Lilu stopped, the pain that was partially driving her incandescent fury forcing her to look down at her shoulder at last. The blood had soaked through the trauma pack, congealed to her shirt and the whole thing stuck to her skin and the wound, pulling at it with every movement, and in her anger she’d gesticulated too much. She now tried to peel it away through gritted teeth and a mounting groan of pain before she stopped. It was an ugly bit of business and firmly clotted into the flesh. “Fuck me, just great,” she muttered, looking around the room, realizing there was nothing in there to help her tend to her injuries, and starting to tear up in frustration.
“Just... sit down, please,” Sam said quietly, his eyes downcast and his face drawn. “I’ll get something to get that cleaned up.” She drew in a sharp breath like she was going to protest, thought better of it, and sat down, to his surprise. But she was seething.
Sam went back out into the passageway and shut the hatch behind him. He was kicking himself. He could not conceive of a way he could have made this situation worse. Why had he said that stupid thing about playing hero? He was so eager to score a point, he didn’t stop to think how it might sound in the ears of a worried and jealous woman. He was supposed to be reassuring Lilu along the way. He knew the very premise of looking for Lillian on behalf of Cora could trigger this response, and he got lost in the moment instead of taking care of this one vital task. And he had gotten Lilu shot. What a fool he was, yet again, and if he lost this relationship, it was going to be all his damned fool fault.
What was worse, he was going to have to find Cora to get first aid supply access. He didn’t keep good track of the supplies himself like he should. He went towards the galley but he didn’t see Cora there; a kettle of water was on the galley stove, though. He found her instead in the cockpit with Lillian, and his daughter and ex-wife both looked up. “Cora, I think I’m gonna need some suture kits and that wound spray that slows down bleeding, where are they at? That gunshot wound in Lilu’s shoulder is pretty nasty.”
“Below decks in the armory in a crate under the pistol cases, in case someone comes into the landing bay in bad shape. Do you want me to do it, Dad?”
“No, Sweetpea, I have it handled, why don’t you stay and spend time with your mother.” He studiously ignored Lillian, but she had something to say.
“I don’t know how I feel about that girl, Sam. She’s rude and disrespectful, and she...”
“Lillian, because Cora is here, I’ll say this with all due respect: I don’t really care how you feel about her. She saved your ass, much more than I did. So, some gratitude towards her is in order, not me. And to Cora, for calling in the cavalry in the first place.” Sam walked out and dropped down to the armory to gather the supplies.
Truthfully, even Sam wasn’t sure how he felt about Lilu.
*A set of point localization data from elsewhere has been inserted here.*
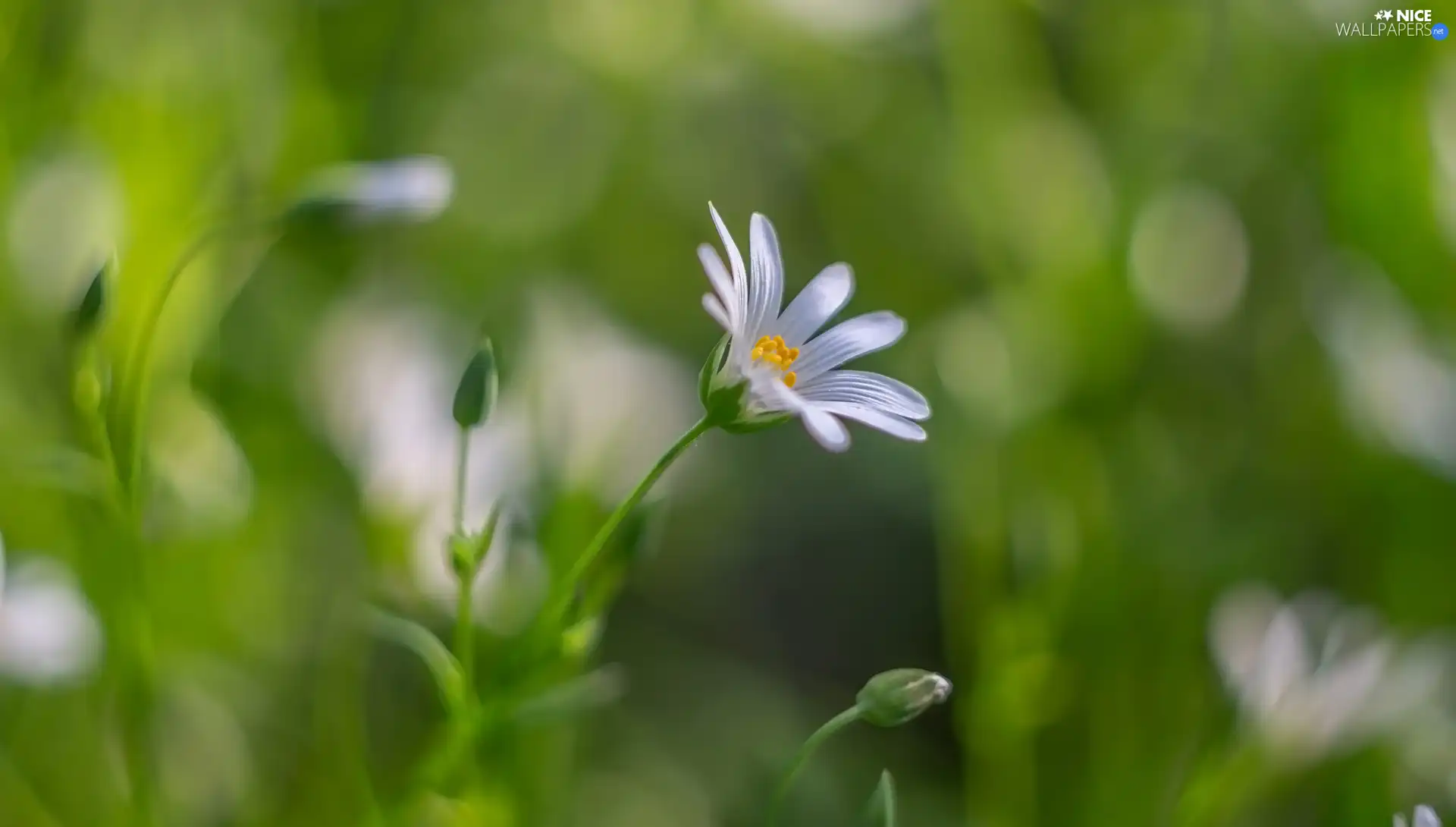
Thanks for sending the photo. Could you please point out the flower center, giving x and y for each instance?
(772, 351)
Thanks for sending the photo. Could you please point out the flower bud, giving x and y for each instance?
(86, 391)
(897, 697)
(88, 313)
(475, 395)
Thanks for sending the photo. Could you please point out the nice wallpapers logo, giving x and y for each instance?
(1401, 22)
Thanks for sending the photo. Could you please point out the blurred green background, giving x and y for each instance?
(1180, 288)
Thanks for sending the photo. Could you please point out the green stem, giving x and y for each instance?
(599, 542)
(802, 757)
(139, 359)
(465, 628)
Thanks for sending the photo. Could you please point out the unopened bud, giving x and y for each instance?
(92, 305)
(86, 391)
(897, 697)
(475, 395)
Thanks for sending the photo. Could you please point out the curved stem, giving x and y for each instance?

Oh, he loved her, it wasn’t a question about that. But the way he saw her aiming at Lillian... the image kept coming back to him. Was she capable of going through with such a cold blooded act? He thought of that video of the government hit job she’d taken, code named Amstel Light. The way she’d strangled that man in the brothel, the cold rage with which she’d looked into the camera at the end. It was more than just a job, it was personal because her handlers had sent her to be cruel to her.
And he knew that she had done that hit on a child, and this was before her trauma. The thing was, what was he willing to do if he saw her about to kill an innocent person in cold blood? Sam didn’t think he had it in him to kill Lilu, even though it was in his nature still to protect innocent lives. It was in Lilu’s nature to do so, too. Usually. So, if he saw her aiming at Lillian again, for instance, and he wasn’t close enough to tackle her, how far would he be willing to go to stop her? Or would it be better to try to head off the feelings that made her want to kill her perceived “rival” in the first place? Because surely this was because she felt Lillian was a threat, and largely because of how he behaved.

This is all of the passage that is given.